About
Subscribe

Decision pending on Telkom settlement

Staff Writer
By Staff Writer, ITWeb
Johannesburg, 17 Jul 2013
Telkom and the Competition Commission have been congratulated for a settlement that avoided litigation.
Telkom and the Competition Commission have been congratulated for a settlement that avoided litigation.

The Competition Tribunal has yet to hand down a decision as to whether it will accept a deal between Telkom and the Competition Commission that will see the telco implement a functional split into two.

However, the tribunal has congratulated the parties for a speedy and creative resolution, which brought the matter to a conclusion without lengthy litigation, says a tribunal insider who cannot be named. The previous case against Telkom took 13 years to resolve and resulted in a R499 million fine after it was finally settled.

The settlement agreement was being heard by the tribunal this morning.

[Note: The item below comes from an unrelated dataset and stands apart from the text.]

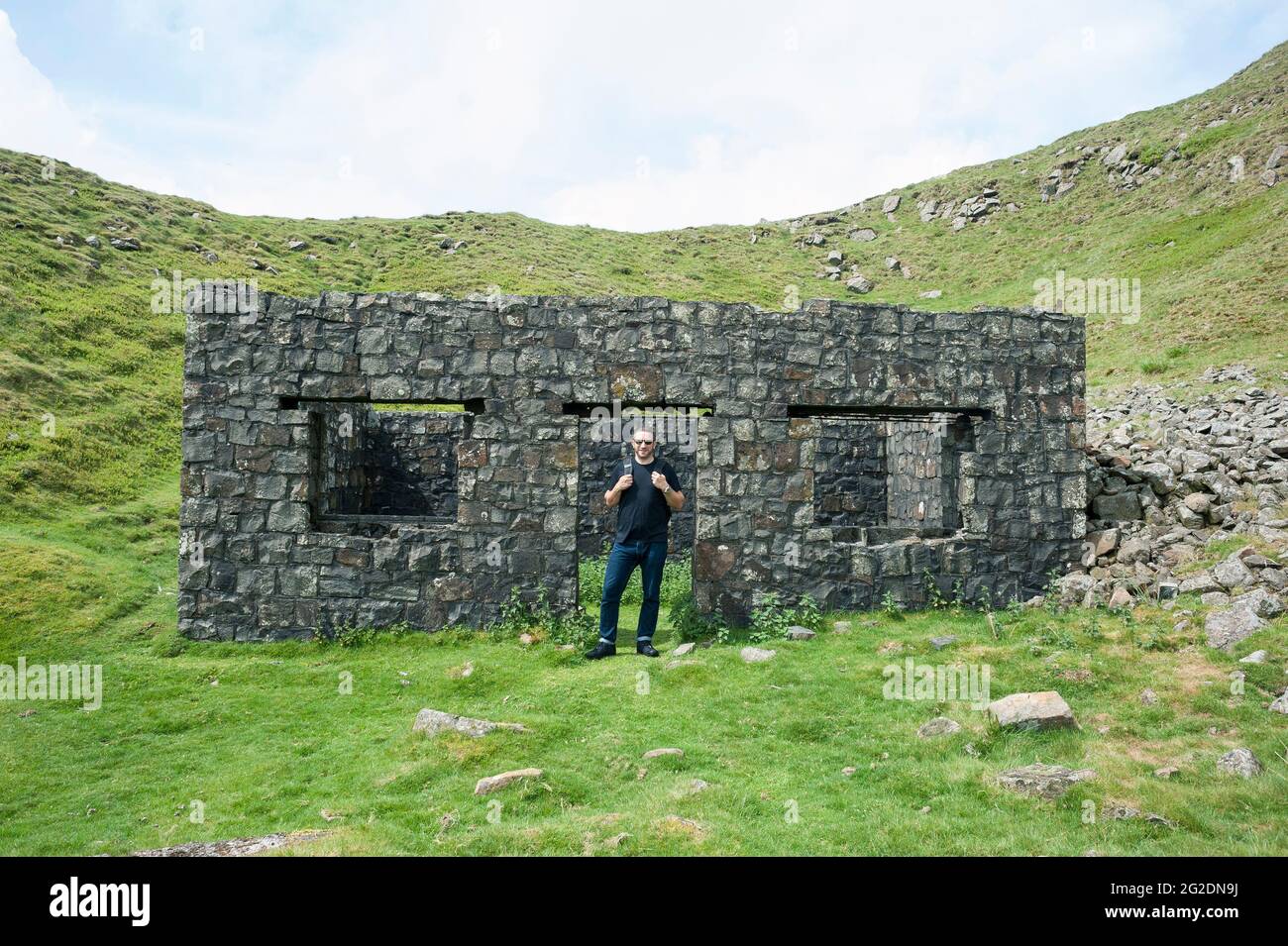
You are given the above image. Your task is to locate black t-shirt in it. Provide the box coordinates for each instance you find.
[606,456,680,542]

Under the non-confidential settlement agreement, Telkom has agreed that, within six months of the agreement being confirmed, it will functionally separate its wholesale and business, and implement a pricing regime that will regulate transactions between the two entities.

The deal is aimed at providing other parties, which source services from Telkom, with transparency. Telkom will also implement wholesale and retail pricing commitments for the next five years that should yield R875 million in savings.

Telkom will, over the 2014, 2015 and 2016 financial years, trim the price of wholesale services in areas such as undersea cable international lines, national high transmission lines, access to ADSL lines via the IP Connect service and Diginet leased-line access, as well as related retail products, Telkom's VPN Supreme and Internet Access.

The price reductions are weighted more heavily in favour of wholesale services, at a minimum of 70%, to bring about a more competitive market, says the commission in its statement. Telkom will also ensure any price reductions are not reversed in the 2017 and 2018 financial years.

Telkom CEO Sipho Maseko has said the commission wants an accounting separation between wholesale and retail, and wants the company to be transparent about how it prices its offerings. It wants Telkom to offer the same pricing to other providers as it does to its retail arm, he says, which would be the start of a split.

Admitting

Between June 2005 and July 2007, five complaints were submitted against Telkom to the Competition Commission by several Internet service providers (ISPs) and the Internet Service Providers' Association. The commission determined that Telkom was squeezing margins and acting in an anti-competitive manner.

Telkom has admitted that, during the complaint period, first-tier ISPs had to use Telkom's services to build or gain access to backbone networks, but that the pricing charged by Telkom was higher than it charged its own retail arm.

The telco has agreed that Telkom Wholesale will provide other licensed operators with services at the same price that it provides to its retail arm. Components that are not provided to both parties will be offered at cost plus a "reasonable" return.

In addition, Telkom will implement a retail pricing that will ensure Telkom Retail does not practise margin squeeze to the detriment of other licensed operators.

Telkom will pay an "administrative" penalty of R200 million, which will be paid in three equal tranches, the first due when the agreement is confirmed. The second payment will be a year later and the third a year after the second payment.

Telkom will only comment on the merits of the agreement after the tribunal has confirmed it.